Many interesting comments in the first file, here is a taster.

"Surprisingly there is very little coverage of the temperature threshold agreed by the policy makers at 1.5 - 2.0 C. There is a box on implication of 4.0 C but little on 1.5 - 2.0 C. Policy makers are most interested in that. Suggest adding a box on the implications of 1.5 - 2.0 C." (INDIA

Oct 2, 2013 at 9:45 AM | Unregistered Commenterpesadia

Do the BBC mean sceptic scientist or sceptic "climate scientist"? There are plenty of sceptic scientists in the UK, including you and me.

Oct 2, 2013 at 9:45 AM | Registered CommenterPhillip Bratby

This is a pattern of behaviour for the BBC. They don't want to find any sceptic scientists, climate or not, so don't try very hard. It's well known I'm sceptical and I've had no approach from the BBC. I've also written to the BBC with an official complaint about the presentation of data by David Shukman that I have reason to believe was 'sexed' up for his presentation. I've also asked David Shukman (via Twitter) twice about the provenance of the data. The silence is deafening.

Oct 2, 2013 at 9:50 AM | Unregistered CommenterPaul Dennis

I believe that the BBC said something along the lines of, "a reputable climate scientist still active in the area". The chances of finding a "reputable", ie., acceptable to the warmist Beeb, sceptic scientist in academia in the UK are by definition remote. A classic case of the Beeb making sure that a suitable candidate cannot be found?

Oct 2, 2013 at 9:53 AM | Unregistered CommenterKevin Lohse

In further news, BBC were unable to find any self-confessed witches in Salem.
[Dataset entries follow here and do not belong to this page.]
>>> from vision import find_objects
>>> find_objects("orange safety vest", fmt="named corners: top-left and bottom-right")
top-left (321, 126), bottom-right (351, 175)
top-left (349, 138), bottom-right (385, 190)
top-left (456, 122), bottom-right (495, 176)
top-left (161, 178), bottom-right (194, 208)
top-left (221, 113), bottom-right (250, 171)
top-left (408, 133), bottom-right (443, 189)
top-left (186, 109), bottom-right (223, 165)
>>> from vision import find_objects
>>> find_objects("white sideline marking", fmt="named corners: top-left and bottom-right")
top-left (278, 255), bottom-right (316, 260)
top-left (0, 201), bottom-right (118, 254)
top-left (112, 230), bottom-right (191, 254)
Oct 2, 2013 at 9:57 AM | Unregistered CommenterStuck-Record

It would help if the BBC were to specify exactly what qualifies somebody to be a "climate scientist". Also what does a "climate scientist" have to do to become disreputable?

Oct 2, 2013 at 9:59 AM | Registered CommenterPhillip Bratby

Did the BBC say they could not find and UK sceptic scientists, or could not find any UK sceptic scientists who were willing to risk putting their heads above the parapet?

Either way it is odd that the BBC did not seek to contact Nic Lewis when his name had been given to them.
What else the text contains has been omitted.